Amongst people who agree with the Gillard/Brown government are the cheerful souls at Say Yes Australia. You can add your voice by creating a sign expressing your opinion about the proposed CO2 tax. The expectation is that your opinion will be some variation of ‘Gosh yes, let’s stop carbon pollution and save the planet for our children.’
Those who can think for themselves might have a different view.
I added ‘Are you nuts? CO2 is not a pollutant.’ Other possibilties were: ‘CO2 is the basis of all life.’ ‘CO2 is a positive by-product of cheap energy.’ ‘Plants need CO2 – more CO2 means better crops.’
Go and make a sign of your own. But I dare say none of those will be appearing on their website, or the lawn of Parliament House.
Also on the Menzies House website, a link to a wonderful review of Rob Lyon’s wonderful book, Panic on a Plate:
In the last eighty years, the proportion of household income spent on food has dropped from a third to less than a tenth. Fruit and vegetables from around the world are on the shelves all year round. Women are no longer chained to a life of domestic drudgery. Malnutrition and rickets are a distant memory. For the first time in history, we who are lucky enough to live in the West do not have to worry about food.
But worry we do – about genetic modification, fast food, BSE, childhood obesity, adult obesity, salt, margarine, cholesterol, fat, pesticides, red meat, food miles, carbon footprints and school dinners. At the very moment when we should be most relaxed about the food supply, we are bombarded with fears. Fast food is “addictive”, so we are told, and the food industry is trying to kill us for profit. Unless we take drastic action, most Britons will be obese by 2030.
As Rob Lyons patiently explains in this splendid plea for sanity, these beliefs owe more to ignorance and prejudice than fact. Take the humble hamburger, which obesity crusaders have chosen as their very own Moby Dick. On the face of it, it is bewildering why “two all beef patties, special sauce, lettuce, cheese, pickles, onions on a sesame seed bun”—to quote the old Big Mac slogan—should be the embodiment of evil. A burger is only bread, meat and salad. Each Big Mac contains 500 calories – a fifth of a man’s daily ‘limit’ – and you wouldn’t want to copy Morgan Spurlock’s silly experiment of eating nothing else, but it is no more fattening than the supposedly more wholesome alternatives. Ketchup is rich in vitamin C and so are fries – surprisingly, a portion of fries contains between a quarter and a third of an adult’s daily recommended vitamin C intake. There are better candidates for demonization in every middle class kitchen. “Cheese is roughly one third fat. Parmesan is also pretty salty. Olive oil is pure fat. Butter must be, by law, 80 per cent fat,” writes Lyons. “Honey and raisins – usually regarded as ‘good’ – are practically pure sugar. Orange juice is 87 per cent water, almost all the rest is sugar.” …

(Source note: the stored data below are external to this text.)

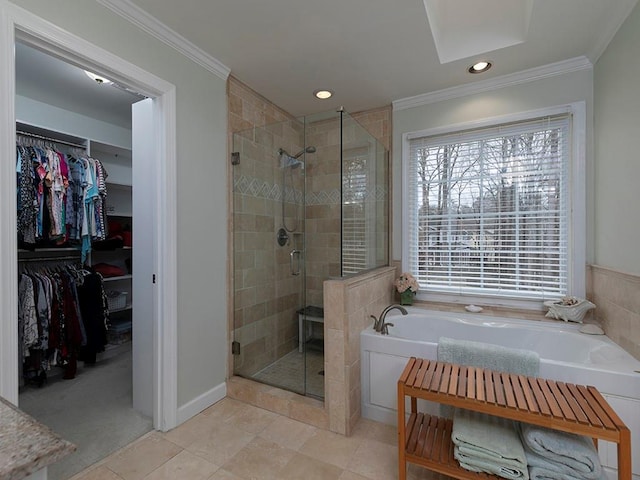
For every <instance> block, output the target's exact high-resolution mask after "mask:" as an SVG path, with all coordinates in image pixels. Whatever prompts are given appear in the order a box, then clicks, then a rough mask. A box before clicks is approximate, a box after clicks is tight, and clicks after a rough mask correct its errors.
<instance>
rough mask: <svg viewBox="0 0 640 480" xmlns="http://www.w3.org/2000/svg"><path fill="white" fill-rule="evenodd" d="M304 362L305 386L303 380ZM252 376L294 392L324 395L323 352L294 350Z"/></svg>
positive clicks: (314, 394)
mask: <svg viewBox="0 0 640 480" xmlns="http://www.w3.org/2000/svg"><path fill="white" fill-rule="evenodd" d="M305 364H306V372H307V375H306V388H304V387H305V385H304V382H305V375H304V373H305ZM253 378H254V379H255V380H257V381H259V382H262V383H266V384H268V385H273V386H275V387H279V388H283V389H285V390H290V391H293V392H296V393H302V394H305V395H311V396H314V397H319V398H323V397H324V353H323V352H321V351H317V350H312V349H308V350H307V353H306V361H305V354H304V353H299V352H298V351H297V350H294V351H292V352H290V353H288V354H287V355H285V356H284V357H282V358H281V359H279V360H276V361H275V362H274V363H272V364H271V365H269V366H268V367H266V368H263V369H262V370H260V371H259V372H258V373H256V374H255V375H253Z"/></svg>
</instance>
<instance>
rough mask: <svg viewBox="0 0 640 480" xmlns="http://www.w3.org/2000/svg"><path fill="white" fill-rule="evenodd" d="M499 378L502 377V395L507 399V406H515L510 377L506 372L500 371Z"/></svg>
mask: <svg viewBox="0 0 640 480" xmlns="http://www.w3.org/2000/svg"><path fill="white" fill-rule="evenodd" d="M500 378H501V379H502V386H503V387H504V396H505V398H506V400H507V406H508V407H510V408H516V398H515V395H514V393H513V387H512V385H511V377H510V376H509V374H508V373H506V372H502V373H501V374H500Z"/></svg>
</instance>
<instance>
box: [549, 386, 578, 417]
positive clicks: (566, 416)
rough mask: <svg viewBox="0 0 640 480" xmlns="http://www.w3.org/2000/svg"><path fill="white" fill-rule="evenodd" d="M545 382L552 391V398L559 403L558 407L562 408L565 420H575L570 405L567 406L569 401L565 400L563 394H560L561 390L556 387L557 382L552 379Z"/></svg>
mask: <svg viewBox="0 0 640 480" xmlns="http://www.w3.org/2000/svg"><path fill="white" fill-rule="evenodd" d="M547 384H548V385H549V389H550V390H551V393H553V396H554V398H555V399H556V400H557V401H558V405H560V409H561V410H562V416H563V417H564V418H566V419H567V420H573V421H575V420H576V417H575V415H574V414H573V411H572V410H571V407H569V403H568V402H567V399H566V398H564V395H562V392H561V391H560V389H559V388H558V384H557V383H556V382H554V381H553V380H547Z"/></svg>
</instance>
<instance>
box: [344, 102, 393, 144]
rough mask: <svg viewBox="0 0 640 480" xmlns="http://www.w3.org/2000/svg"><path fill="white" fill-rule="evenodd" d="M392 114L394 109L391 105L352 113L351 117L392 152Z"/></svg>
mask: <svg viewBox="0 0 640 480" xmlns="http://www.w3.org/2000/svg"><path fill="white" fill-rule="evenodd" d="M392 112H393V109H392V107H391V105H389V106H387V107H381V108H376V109H373V110H365V111H364V112H356V113H352V114H351V116H352V117H353V119H354V120H356V121H357V122H358V123H359V124H360V125H362V127H364V129H365V130H366V131H367V132H369V133H370V134H371V135H372V136H373V137H374V138H375V139H376V140H378V141H379V142H380V143H381V144H382V145H383V146H384V148H385V149H386V150H387V151H388V152H390V151H391V130H392V128H391V118H392V117H391V115H392Z"/></svg>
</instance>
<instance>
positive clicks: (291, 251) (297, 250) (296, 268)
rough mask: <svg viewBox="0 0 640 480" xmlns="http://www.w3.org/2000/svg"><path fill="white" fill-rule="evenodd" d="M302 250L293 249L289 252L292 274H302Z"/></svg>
mask: <svg viewBox="0 0 640 480" xmlns="http://www.w3.org/2000/svg"><path fill="white" fill-rule="evenodd" d="M301 253H302V252H301V251H300V250H291V253H290V254H289V266H290V268H291V275H300V254H301Z"/></svg>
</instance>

“Don’t eat anything your great-great-grandmother wouldn’t recognize as food,” says the writer Michael Pollan. Mmm, all those handpicked vegetables and buxom maidens toiling over churns of butter. Jumpers for goalposts. Marvellous.
Or perhaps not. Your grandmother would probably not recognize spaghetti, hummus or kiwi fruits as food, but she would certainly be familiar with bread and dripping, gruel, fried everything and the early symptoms of scurvy. The range and quality of British food has improved immeasurably since the turn of the last century and supermarkets have broadened our horizons considerably.